Le opere pubblicate dai Cappuccini Fr. Cipriano De Meo (1996) e Fr. Riccardo Fabiano (2014) raccontano la lunga storia del convento e della annessa chiesa della Madonna delle Grazie ricostruita dai documenti estratti dall’archivio. Alcuni vuoti documentali sono dovuti alla indisponibilità di notizie legate al decorso dei secoli e soprattutto al periodo post unitario.
Nel 1592 l’Ordine dei Cappuccini si insediò anche a Gesualdo dove, grazie alla munificenza del Principe Carlo Gesualdo, “venne eretto questo tempio dedicato alla Vergine Madre e questo Convento come sede di religiosità ed incitamento alla pietà…” Ancora oggi lo si legge su una vecchia e logora pietra collocata a ridosso della porta del convento.

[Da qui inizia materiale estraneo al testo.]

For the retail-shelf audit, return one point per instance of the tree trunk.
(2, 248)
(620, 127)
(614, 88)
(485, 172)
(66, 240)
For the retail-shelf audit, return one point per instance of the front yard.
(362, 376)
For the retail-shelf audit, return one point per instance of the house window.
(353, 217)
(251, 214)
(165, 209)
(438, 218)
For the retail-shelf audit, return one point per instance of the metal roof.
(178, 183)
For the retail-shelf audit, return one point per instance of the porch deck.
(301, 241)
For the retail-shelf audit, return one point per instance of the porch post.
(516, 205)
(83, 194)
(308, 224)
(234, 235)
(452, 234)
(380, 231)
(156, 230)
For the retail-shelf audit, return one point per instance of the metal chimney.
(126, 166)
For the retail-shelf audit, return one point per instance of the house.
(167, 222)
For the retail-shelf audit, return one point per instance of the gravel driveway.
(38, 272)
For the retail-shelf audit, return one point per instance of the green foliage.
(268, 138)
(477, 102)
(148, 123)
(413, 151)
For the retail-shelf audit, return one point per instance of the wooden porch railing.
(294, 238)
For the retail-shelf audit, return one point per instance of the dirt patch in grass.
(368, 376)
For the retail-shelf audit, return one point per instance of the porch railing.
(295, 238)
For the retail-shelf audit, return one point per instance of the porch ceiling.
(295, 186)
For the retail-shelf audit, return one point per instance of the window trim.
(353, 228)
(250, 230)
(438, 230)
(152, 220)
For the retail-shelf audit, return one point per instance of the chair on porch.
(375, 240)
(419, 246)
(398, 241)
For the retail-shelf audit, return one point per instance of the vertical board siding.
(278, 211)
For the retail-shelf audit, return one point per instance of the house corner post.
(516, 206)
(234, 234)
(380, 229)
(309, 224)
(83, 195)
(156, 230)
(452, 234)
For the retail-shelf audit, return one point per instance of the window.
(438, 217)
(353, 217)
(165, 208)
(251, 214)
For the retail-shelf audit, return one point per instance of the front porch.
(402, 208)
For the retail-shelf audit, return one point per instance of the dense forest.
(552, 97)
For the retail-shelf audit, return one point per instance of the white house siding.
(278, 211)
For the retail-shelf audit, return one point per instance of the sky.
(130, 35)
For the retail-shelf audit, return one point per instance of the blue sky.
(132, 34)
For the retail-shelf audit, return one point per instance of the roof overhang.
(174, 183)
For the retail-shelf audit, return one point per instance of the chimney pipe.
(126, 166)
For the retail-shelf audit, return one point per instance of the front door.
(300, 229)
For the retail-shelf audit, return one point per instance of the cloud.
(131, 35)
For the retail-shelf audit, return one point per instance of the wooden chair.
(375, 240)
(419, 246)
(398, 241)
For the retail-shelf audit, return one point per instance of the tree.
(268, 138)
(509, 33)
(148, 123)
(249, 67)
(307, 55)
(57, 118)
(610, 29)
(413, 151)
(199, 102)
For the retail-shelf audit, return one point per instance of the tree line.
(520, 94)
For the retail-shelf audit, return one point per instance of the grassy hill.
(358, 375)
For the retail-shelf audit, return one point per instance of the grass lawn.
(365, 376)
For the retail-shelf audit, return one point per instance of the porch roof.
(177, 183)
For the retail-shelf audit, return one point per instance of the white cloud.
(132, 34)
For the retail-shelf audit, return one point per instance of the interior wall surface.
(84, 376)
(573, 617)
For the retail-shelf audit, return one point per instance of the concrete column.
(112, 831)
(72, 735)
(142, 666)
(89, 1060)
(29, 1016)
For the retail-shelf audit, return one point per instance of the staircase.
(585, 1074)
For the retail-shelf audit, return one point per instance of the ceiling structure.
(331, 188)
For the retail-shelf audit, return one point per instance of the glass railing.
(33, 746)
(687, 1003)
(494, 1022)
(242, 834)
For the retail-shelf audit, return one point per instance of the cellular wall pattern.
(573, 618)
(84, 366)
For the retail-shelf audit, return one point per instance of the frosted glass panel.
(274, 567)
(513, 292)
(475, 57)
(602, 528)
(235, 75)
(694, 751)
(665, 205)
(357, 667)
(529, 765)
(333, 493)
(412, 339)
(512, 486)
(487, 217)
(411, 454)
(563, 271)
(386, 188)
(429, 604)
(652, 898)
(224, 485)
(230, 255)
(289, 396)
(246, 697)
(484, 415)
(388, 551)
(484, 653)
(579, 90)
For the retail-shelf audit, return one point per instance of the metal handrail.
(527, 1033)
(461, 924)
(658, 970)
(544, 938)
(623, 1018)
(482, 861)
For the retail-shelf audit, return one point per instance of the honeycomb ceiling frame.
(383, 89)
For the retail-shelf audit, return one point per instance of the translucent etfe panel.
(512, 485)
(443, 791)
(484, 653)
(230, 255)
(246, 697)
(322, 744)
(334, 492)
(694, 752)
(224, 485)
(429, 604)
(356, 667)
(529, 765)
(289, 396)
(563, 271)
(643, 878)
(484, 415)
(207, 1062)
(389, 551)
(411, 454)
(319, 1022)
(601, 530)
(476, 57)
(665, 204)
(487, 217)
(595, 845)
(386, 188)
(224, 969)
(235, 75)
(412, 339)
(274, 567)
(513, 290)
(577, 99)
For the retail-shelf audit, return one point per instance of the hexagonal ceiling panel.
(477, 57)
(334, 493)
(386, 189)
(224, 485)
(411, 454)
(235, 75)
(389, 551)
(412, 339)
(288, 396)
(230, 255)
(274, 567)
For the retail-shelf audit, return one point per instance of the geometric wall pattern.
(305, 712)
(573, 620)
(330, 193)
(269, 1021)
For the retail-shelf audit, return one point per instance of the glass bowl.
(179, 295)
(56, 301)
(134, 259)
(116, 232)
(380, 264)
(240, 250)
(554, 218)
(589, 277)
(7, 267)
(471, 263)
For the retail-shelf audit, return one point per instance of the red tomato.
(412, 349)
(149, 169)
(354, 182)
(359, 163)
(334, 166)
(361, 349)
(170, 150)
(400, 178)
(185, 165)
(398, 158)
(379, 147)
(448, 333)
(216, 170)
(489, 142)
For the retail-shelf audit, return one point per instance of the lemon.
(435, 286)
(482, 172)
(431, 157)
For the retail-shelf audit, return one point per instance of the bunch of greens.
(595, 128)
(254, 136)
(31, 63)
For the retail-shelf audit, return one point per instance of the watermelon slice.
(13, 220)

Una fede pubblica del 1626 del sindaco della terra di Gesualdo ribadiva “che il Principe Don Carlo Gesualdo fece fondare a sue spese un monastero, seu chiesa Cappuccini in detta terra sotto il titolo di Santa Maria delle Grazie”. Un’altra lapide in pietra (Foto 2), anch’essa collocata sul frontespizio del convento e risalente al 1629, conferma un’ulteriore ampliamento della struttura (clausura e cenobio) ad opera del Principe Niccolò Ludovisi che sposò la nipote di Carlo, Isabella.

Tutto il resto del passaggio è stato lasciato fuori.